The National Transportation Safety Board members concluded Tuesday the design firm FIGG Bridge Engineers, Inc. underestimated the load of the bridge and overestimated its strength in a critical section that splintered, dropping a 174-foot-long span onto eight cars on March 15, 2018.

NTSB's chairman Robert Sumwalt said the cracking observed days before the collapse should have prompted contractors and the Florida International University to close the road but did not, leading to a "catastrophic loss of life."

The engineers investigating the collapse told the board members the cracks were 40 times larger than what is commonly accepted. Dan Walsh said they were "alarming warning signs," saying it was as if "the bridge was talking" to the contractors.

"The bridge was talking to them, but it wasn't just talking, it was screaming at them," said Sumwalt. "Yet no one was listening."

Sumwalt said he had never seen so much finger-pointing among parties involved in a transportation project. FIGG maintained on Tuesday the collapse would have not happened if a critical section of the bridge would have been built as required by state standards. But the NTSB findings said the bridge could have still failed because of design miscalculations.

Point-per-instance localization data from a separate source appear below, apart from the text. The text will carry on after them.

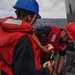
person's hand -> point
(45, 48)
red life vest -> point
(11, 31)
(54, 39)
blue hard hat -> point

Designed to look like a cable-stayed bridge, the project was uncommon as similar bridges are generally constructed with steel, not concrete, engineers said. The project's complexity should have required a greater oversight by the Florida Department of Transportation, the board said in its findings.

The 18-month investigation showed the company tasked to conduct an independent review, which could have caught bridge design errors, was mistakenly listed as qualified by FDOT.

FDOT said the companies shouldn't have simply relied on its website-generated report as proof of the reviewer's credentials, but NTSB's vice chairman Bruce Landsberg said the state should have paid more attention.

Image: At Least 4 Dead After Collapse Of Pedestrian Bridge In Miami
Investigators work at the scene where a pedestrian bridge collapsed in Miami on March 16, 2018.Joe Raedle / Getty Images file

"If you can't get correct information on your website, you shouldn't put it up at all," he said.

Another board member, Jennifer Homendy, asked investigators about the meeting that took place a few hours before the span fell onto oncoming traffic as crews tightened support rods in the northern section of the bridge to address the cracking. The bridge fell immediately after that work was done.

Homendy asked investigator Dan Walsh whether any of the contractors or university officials at the meeting asked about closing the road as the cracks expanded in size and plans were made to fix the bridge. Walsh said no one did.

Engineers said all parties involved in that meeting had "implied authority" to close the road, but Sumwalt questioned why the university did not take the lead as the project's grantee.

"You can contract out your authority, but you can't contract out your responsibility," he said.

The Florida International University said in a statement that it relied on professionals to notify the university of safety concerns. The engineers said the cracks were not a safety concern.

"We are heartbroken that the road was not closed and are committed to doing our part to help prevent something similar from happening again," the statement said.

The university said it intends to build a new bridge where the victims will be memorialized.